2) Are you attempting to do SSL-intercept at the proxy (i.e., your client's SSL connection is terminating at the proxy and the proxy is maintaining its own connection to the utimate SSL destination), or are you simply forwarding all SSL packets unaltered between your Firefox-running client and the remote, SSL-enabled web site?
From what you're describing, it sounds like you're looking to do SSL-interception/inspection. There used to be a SourceForge project for an application-layer deep packet inspection tool. Can't remember if it actually broke apart SSL-protected sessions (SSL is generally designed to make that a non-trivial and CPU intensive endeavor to do seamlessly) or just detected well known services (like SSL) whether running on their standard ports or alternate ports.

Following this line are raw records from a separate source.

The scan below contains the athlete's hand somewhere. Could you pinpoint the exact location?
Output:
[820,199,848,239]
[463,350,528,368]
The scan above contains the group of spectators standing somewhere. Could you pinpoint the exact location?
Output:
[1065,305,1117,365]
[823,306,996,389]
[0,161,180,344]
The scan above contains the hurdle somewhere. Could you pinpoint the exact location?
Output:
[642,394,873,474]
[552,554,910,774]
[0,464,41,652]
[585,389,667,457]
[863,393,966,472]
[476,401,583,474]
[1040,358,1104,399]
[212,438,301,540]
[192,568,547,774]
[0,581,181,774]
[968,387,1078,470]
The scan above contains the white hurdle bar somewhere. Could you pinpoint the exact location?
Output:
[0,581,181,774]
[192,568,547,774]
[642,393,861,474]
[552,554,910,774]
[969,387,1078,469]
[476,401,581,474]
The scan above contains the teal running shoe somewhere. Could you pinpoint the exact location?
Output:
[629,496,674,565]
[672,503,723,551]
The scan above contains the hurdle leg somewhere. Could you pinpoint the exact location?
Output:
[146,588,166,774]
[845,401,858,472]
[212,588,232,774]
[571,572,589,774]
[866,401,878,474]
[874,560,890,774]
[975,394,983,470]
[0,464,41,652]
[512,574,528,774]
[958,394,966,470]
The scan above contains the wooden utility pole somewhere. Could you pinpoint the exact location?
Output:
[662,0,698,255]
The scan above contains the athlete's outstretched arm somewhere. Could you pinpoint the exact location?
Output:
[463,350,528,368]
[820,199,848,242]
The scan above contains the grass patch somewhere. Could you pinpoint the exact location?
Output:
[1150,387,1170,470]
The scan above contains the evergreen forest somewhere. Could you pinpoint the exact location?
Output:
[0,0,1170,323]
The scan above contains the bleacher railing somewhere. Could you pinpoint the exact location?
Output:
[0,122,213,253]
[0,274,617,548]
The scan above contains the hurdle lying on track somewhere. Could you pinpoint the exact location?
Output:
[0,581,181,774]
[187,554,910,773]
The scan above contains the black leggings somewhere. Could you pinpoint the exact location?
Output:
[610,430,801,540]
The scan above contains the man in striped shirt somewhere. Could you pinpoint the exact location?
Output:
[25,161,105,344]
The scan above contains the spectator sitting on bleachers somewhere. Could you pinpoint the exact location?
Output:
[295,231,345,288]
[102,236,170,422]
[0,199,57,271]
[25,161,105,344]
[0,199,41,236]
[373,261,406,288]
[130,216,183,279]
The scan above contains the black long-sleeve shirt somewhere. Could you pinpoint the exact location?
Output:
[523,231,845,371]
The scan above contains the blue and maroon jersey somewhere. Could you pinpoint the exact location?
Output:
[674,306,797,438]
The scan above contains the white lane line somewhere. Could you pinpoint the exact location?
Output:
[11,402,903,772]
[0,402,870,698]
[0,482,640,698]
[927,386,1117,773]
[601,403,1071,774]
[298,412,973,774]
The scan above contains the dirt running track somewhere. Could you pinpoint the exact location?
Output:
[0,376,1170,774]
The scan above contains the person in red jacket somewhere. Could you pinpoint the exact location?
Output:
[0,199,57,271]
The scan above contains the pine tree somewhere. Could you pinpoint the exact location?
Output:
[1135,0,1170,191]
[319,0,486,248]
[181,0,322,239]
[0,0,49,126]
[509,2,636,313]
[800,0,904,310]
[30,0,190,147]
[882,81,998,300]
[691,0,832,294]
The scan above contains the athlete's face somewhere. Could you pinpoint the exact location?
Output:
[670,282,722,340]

At any rate, this portal probably isn't going to be where you're going to find a cookbook on how to implement an application-layer packet-classifier. The "easy", though not cheap, route to that type of solution is to buy an SSL-proxy/interceptor/inspector from a compay like BlueCoat.
Note that, even once you've either bought or engineered a solution, the presence of such an inline-interceptor is easily detected by a moderately savvy user (the kind of user that's likely to be using privoxy for circumvention). Basically, all you do is compare a site's SSL fingerprint as seen by the (transparently) proxied client versus an unaltered SSL fingerprint.